Tier 4 (L4S) - Cloud Infrastructure SRE/Engineer
This specialized engineering task force is dedicated to preventing and solving the most critical and strategic customer issues. Tier 4 Engineers conduct deep-dive troubleshooting, examining issues from high-level Kubernetes errors down to kernel bugs. You will be deeply involved with technologies such as Nokia Container Services (NCS), CloudBand Infrastructure Software (CBIS), and private clouds based on Kubernetes and OpenStack, collaborating closely with developers and product engineers to bridge the gap between infrastructure and software.
Main Responsibilities (for both teams)
- Manage, troubleshoot, and optimize containerized applications and infrastructure deployed on platforms like Kubernetes, RedHat OpenShift, and OpenStack.
- Lead the investigation and resolution of complex, high-severity customer incidents.
- Prepare and conduct rigorous Root Cause Analysis (RCA).
- Develop, test, and maintain automation scripts using Python and Ansible.
- Provide immediate support for urgent cases as part of an on-call rotation.
Required Skills and Experience
Core Technical Expertise
- Linux Expertise: Strong knowledge and proven hands-on experience with advanced Linux (CentOS) system administration. Familiarity with Red Hat and CentOS is highly valued.
- Networking Foundations: Strong knowledge of core networking principles (TCP/IP, routing, load balancing, firewalls) in a cloud environment. A solid grasp of computer networking fundamentals, such as understanding of VLANs and IP routing, is a must.
- Containerization & Virtualization: Strong knowledge of Kubernetes orchestration, OpenStack platforms, and Docker/Containerization. Knowledge in areas like Podman, Kubernetes, Helm, and/or OpenStack, KVM/QEMU is a significant advantage.
- Scripting and Automation: Solid Python scripting skills for task automation and system management.

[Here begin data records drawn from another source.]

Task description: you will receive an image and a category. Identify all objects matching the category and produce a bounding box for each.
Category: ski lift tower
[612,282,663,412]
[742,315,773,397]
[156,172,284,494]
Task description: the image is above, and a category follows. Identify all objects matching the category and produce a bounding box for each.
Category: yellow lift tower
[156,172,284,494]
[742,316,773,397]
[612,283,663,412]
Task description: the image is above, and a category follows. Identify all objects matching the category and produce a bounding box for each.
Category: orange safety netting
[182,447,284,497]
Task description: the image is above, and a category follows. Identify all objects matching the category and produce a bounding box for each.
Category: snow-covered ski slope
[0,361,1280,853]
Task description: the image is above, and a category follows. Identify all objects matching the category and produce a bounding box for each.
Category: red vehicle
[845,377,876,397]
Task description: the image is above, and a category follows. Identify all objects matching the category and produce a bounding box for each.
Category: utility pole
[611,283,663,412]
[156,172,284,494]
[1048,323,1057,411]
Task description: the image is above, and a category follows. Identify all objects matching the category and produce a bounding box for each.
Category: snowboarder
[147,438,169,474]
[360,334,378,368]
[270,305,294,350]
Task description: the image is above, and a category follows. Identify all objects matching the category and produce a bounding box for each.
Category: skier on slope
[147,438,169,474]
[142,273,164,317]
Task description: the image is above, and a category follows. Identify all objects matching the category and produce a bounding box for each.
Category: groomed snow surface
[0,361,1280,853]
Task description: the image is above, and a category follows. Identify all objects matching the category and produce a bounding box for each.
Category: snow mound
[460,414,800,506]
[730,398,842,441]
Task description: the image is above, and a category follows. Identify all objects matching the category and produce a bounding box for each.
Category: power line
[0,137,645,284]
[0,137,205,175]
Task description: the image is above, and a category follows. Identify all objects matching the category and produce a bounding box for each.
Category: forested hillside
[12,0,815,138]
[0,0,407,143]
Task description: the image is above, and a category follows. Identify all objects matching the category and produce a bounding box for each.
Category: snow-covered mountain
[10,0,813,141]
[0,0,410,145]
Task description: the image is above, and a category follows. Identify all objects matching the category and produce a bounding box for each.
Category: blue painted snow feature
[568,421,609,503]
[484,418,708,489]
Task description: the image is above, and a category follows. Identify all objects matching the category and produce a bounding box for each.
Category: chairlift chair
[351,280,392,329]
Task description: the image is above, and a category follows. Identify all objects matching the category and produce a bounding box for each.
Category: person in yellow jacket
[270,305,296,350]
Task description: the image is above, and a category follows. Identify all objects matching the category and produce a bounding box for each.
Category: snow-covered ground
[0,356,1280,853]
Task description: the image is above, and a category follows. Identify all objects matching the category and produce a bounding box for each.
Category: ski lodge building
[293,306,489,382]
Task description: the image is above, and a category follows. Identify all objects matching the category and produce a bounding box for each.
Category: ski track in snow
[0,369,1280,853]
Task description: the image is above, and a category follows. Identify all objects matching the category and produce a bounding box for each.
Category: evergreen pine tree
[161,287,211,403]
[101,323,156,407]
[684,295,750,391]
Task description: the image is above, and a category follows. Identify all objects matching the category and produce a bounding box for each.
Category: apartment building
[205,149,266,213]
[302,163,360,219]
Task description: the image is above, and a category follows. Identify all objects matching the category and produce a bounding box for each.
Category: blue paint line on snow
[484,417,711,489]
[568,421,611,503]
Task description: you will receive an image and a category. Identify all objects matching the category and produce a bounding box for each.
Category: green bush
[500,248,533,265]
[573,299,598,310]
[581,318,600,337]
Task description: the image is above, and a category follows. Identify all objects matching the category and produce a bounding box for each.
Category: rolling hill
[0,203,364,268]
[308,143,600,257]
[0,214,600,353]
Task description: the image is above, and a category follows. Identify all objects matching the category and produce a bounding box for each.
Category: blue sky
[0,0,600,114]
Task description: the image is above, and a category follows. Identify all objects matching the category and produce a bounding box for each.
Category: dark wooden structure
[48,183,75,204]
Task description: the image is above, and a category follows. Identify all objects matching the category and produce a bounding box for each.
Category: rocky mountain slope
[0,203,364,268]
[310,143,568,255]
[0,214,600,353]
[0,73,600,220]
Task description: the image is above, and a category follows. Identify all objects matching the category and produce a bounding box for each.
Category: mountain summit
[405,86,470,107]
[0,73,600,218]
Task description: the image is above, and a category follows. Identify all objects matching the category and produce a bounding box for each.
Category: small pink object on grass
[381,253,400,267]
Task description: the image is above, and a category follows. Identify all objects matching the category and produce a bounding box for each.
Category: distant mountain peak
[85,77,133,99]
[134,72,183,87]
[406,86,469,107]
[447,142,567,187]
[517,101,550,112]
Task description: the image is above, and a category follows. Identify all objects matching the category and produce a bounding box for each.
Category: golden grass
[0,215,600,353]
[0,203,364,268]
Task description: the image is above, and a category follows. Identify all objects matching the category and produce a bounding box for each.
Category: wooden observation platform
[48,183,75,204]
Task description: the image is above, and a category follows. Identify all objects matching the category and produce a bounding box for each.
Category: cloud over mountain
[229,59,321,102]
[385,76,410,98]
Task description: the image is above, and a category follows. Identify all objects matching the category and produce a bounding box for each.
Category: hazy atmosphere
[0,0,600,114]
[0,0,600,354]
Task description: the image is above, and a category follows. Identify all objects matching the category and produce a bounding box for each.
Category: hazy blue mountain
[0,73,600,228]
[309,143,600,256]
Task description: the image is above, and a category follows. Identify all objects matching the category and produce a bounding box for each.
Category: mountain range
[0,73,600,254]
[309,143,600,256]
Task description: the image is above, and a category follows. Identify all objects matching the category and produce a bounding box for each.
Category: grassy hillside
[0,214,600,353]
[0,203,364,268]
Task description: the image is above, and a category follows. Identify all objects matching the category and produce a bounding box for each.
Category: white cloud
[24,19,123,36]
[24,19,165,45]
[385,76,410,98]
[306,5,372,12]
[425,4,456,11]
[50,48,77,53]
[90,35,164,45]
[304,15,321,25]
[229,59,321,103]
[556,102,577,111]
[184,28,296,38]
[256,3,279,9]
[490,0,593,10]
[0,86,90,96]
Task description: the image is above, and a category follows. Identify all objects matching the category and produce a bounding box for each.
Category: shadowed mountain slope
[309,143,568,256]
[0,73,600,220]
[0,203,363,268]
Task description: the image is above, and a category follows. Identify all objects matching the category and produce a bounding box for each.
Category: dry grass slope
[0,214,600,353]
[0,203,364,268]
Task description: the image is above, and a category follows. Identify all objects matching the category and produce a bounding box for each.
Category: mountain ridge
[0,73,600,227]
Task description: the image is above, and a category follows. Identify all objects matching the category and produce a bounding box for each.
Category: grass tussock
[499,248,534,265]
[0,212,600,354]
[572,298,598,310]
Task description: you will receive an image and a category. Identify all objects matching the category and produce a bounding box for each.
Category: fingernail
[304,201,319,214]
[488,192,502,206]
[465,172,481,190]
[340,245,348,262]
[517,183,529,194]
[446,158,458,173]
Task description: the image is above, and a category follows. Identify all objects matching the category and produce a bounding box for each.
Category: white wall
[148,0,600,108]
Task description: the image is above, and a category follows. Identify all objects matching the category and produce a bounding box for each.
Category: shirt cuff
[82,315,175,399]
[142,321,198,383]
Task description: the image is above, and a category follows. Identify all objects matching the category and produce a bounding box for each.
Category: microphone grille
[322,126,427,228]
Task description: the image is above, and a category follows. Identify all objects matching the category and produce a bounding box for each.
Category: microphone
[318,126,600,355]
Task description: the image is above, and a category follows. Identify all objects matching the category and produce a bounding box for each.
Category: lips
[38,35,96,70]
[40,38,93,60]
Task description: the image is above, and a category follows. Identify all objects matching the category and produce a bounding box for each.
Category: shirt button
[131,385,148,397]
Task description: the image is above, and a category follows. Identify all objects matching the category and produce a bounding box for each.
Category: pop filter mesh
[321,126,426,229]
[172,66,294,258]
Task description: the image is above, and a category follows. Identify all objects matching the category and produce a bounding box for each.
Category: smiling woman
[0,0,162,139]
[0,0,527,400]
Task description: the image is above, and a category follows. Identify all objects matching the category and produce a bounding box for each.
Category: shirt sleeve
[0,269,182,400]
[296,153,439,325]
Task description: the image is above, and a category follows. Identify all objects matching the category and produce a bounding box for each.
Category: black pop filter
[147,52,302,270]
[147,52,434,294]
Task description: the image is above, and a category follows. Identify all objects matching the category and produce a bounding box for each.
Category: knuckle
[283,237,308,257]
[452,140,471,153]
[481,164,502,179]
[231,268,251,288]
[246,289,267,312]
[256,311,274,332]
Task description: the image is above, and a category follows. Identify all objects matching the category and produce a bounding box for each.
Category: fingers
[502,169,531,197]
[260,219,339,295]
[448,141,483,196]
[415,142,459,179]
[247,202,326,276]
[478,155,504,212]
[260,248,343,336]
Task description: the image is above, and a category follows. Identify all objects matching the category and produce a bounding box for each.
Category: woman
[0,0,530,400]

Proficiency in scripting with Bash and Python, or the willingness to learn and adapt, as well as familiarity with Ansible is required.
- Root Cause Analysis (RCA): Expertise in preparation and implementation of RCAs.
- Escalation and Monitoring: Proven experience with EME (Escalation, Monitoring, and Emergency) management processes.
Beneficial Expertise (Added Advantage)
- Networking Advanced Tools: Familiarity with advanced tools and technologies such as Calico, Multus, and Open vSwitch.
- Storage Systems: Proficiency with storage solutions such as CEPH and Rook.
- Database Expertise: Understanding of relational databases such as MySQL and MariaDB, as well as experience with ETCD.
- Certifications: One or more certifications from the list below will be considered an added advantage: Red Hat Certified Specialist in Cloud Infrastructure (EX210), Red Hat Certified Engineer (RHCE) in Red Hat OpenStack (EX310), RHCSA, RHCE, CKA, EX280 (RedHat Certified Specialist in OpenShift Administration), EX380 (RedHat Certified Specialist in OpenShift Automation and API Management).